Game of Kings - Dorothy Dunnett [163]
“Prisoner?” said Mariotta. “What prisoner?”
The wide, cornflower eyes were brilliant. “Oh, Lymond; Lymond!” said Sybilla. “Who else? What else? He’s driven that ridiculous boy half out of his mind, and this is the result.”
Mariotta’s face, too, was white. “They have him?”
“Tomorrow,” said Sybilla. “Lymond goes to England tomorrow, alone, Dandy says. They know where; they know how—the Scott boy has told them. Before Lymond crosses the Border, Hunter will have him.”
Janet spoke uneasily. “They want Buccleuch’s help?”
“They wanted Richard,” said the Dowager with a great weariness. “But failing him, Buccleuch, to take over Lymond from Sir Andrew and bring him north. But Richard’s away, thank God. Thank God,” she repeated, her voice brittle. “Because the young fool plans to trap Lymond at the convent. The ruined convent where five years ago his sister was killed.”
They did not see Johnnie Bullo slip out. To do him justice, he set out south at full gallop.
It was not his fault that he was too late.
Part Four
THE END GAME
CHAPTER I: Twice-Taken
II: The Ultimate Check
III: Knight Adversary
IV: Baring
I
Twice-Taken
And what is a Knyght worth, wyth oute
horse and armes?
Certaynly nothynge more than on
of the peple,
Or lasse, pāventure.
1. Forced Play Against Time
SINCE its untimely dissolution, the convent at Lymond had invented new graces. Its tongueless bell slept unharried among the cuckoo flowers and behind painted robe and beaded halo its broken beams, leafed like an artichoke, fed a thousand mouths. Of human life there was none nearer than the adjacent hilltops, where armed men waited and watched.

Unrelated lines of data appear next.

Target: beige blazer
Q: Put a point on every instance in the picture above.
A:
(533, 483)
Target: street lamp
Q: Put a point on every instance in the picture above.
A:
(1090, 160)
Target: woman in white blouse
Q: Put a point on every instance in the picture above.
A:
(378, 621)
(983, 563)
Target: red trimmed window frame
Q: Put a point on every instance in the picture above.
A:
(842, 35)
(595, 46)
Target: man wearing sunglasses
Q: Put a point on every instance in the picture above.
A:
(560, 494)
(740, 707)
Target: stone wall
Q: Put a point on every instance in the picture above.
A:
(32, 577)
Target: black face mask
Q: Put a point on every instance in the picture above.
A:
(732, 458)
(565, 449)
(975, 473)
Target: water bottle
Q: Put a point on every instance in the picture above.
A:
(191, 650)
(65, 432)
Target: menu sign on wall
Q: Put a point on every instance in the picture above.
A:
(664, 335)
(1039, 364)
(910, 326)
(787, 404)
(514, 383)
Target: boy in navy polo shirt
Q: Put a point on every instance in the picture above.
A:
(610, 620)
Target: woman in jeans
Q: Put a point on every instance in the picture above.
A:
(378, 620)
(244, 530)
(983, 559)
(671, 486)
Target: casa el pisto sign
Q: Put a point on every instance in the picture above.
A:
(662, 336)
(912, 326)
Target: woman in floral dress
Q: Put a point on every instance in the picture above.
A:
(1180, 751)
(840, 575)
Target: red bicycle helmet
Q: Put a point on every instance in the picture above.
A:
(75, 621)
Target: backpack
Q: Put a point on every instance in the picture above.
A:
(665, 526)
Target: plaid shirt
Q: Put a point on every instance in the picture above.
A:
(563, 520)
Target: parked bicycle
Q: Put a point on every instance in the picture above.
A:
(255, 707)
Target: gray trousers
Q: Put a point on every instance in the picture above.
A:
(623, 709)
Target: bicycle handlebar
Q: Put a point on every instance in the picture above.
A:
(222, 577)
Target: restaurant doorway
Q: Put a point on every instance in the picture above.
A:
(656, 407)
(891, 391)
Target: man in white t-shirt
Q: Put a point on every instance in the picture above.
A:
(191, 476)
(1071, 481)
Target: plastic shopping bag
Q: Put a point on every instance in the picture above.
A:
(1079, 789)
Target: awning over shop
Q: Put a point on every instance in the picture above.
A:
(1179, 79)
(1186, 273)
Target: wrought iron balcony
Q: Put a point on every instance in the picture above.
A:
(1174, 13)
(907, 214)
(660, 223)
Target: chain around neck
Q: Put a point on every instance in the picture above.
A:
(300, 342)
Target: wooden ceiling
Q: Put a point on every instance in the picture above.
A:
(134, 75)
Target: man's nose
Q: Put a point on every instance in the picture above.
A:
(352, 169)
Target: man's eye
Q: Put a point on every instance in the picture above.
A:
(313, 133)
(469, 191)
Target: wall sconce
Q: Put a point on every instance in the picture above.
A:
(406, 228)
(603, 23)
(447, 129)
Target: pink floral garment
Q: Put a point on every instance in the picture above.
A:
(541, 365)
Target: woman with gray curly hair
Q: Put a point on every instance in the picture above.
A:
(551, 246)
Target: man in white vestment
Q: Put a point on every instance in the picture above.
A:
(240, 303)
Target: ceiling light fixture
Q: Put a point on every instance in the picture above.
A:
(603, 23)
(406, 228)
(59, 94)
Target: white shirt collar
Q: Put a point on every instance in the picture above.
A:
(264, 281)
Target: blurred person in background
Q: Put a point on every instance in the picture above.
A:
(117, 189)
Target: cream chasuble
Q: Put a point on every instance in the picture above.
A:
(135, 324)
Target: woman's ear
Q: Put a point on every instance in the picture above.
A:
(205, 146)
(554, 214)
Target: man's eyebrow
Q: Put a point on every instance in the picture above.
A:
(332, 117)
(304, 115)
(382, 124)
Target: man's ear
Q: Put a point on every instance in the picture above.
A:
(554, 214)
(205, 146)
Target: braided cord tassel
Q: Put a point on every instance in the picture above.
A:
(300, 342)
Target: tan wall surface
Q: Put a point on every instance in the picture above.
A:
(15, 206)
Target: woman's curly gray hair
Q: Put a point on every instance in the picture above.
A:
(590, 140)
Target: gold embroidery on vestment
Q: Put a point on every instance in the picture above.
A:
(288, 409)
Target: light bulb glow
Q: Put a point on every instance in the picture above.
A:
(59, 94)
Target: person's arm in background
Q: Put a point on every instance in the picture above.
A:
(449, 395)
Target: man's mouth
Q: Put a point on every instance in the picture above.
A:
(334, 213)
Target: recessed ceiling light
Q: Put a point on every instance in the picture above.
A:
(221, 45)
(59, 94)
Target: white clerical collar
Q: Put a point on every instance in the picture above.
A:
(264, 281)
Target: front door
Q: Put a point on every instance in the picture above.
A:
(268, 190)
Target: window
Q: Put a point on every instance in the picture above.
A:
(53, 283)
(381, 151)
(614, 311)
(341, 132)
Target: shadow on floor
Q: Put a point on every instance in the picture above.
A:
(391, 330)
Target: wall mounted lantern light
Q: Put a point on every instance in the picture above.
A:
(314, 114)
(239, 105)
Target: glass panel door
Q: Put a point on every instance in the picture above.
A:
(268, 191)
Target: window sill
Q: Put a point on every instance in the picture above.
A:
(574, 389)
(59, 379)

Lymond, with Scott and Turkey Mat, left Crawfordmuir before dawn, in a mild, vaporous rain that soaked them all. Scott rode mute, his breath unsteady in his lungs.
It was Oyster Charlie who had first hinted that the band was to be broken up. Will had howled at the idea. “The Master abdicate? Not while he can act like Cyrus King of the World and be paid for it.”
But the rumour got stronger. He had tackled Turkey Mat and Turkey had pulled a yellow face, his hand on his stomach. “It’s maybe likely. He’s off to England soon to meet this fellow Harvey and be made a lord, like enough. There’s no cause to keep the force on.”
Why had he imagined the company to be perpetual? It had been created at Lymond’s whim, and was being disbanded by the same lordly hand.… Scott took to watching for the return of the weekly messenger to the Ostrich, and he knew before anyone when the word finally came summoning Lymond to the Castle of Wark on the second of June for his portentous meeting with Samuel Harvey.
The Master announced the disbandment the same day in the hall, over the uproar of sixty furious employees. The Long Cleg had the loudest voice. “We dinna want to go. There’s no need. We’re doing fine. We want to go on.”
“By all means. But without me.”
“No! You’re to stay!”
“And who will make me?”
The thunder increased. “We’re sixty to one!” And Turkey had turned from his comfortable seat in the front. “Two, man: two. And I’m the only other one that kens where your pay is.”
Lymond snatched the ensuing decrescendo in which to be heard. “If you want to be paid, I’m afraid you must accept it. And even if you don’t, you really can’t make me stay, can you?”
And, of course, they couldn’t. Sardonic to the last, he had surveyed them. “All right. Get out. Think for yourselves for a change. You’ve been pedlars: go and be merchants. You’ve been mercenaries: go and find something of your own to defend. You’ve finished teething and there’s the world: crack it open if you can. It’s a damned sight pricklier than I am. In any case, whatever you do, keep well clear of me.…”
They were paid, and took their leave, clattering out in twos and threes: Oyster Charlie, the Long Cleg, Dandy-puff, Jess’s Joe. Turkey and he were last, as Scott knew they would be, because they had special claims. The money for them was in French gold and was in Scott’s own custody. But not in the tower.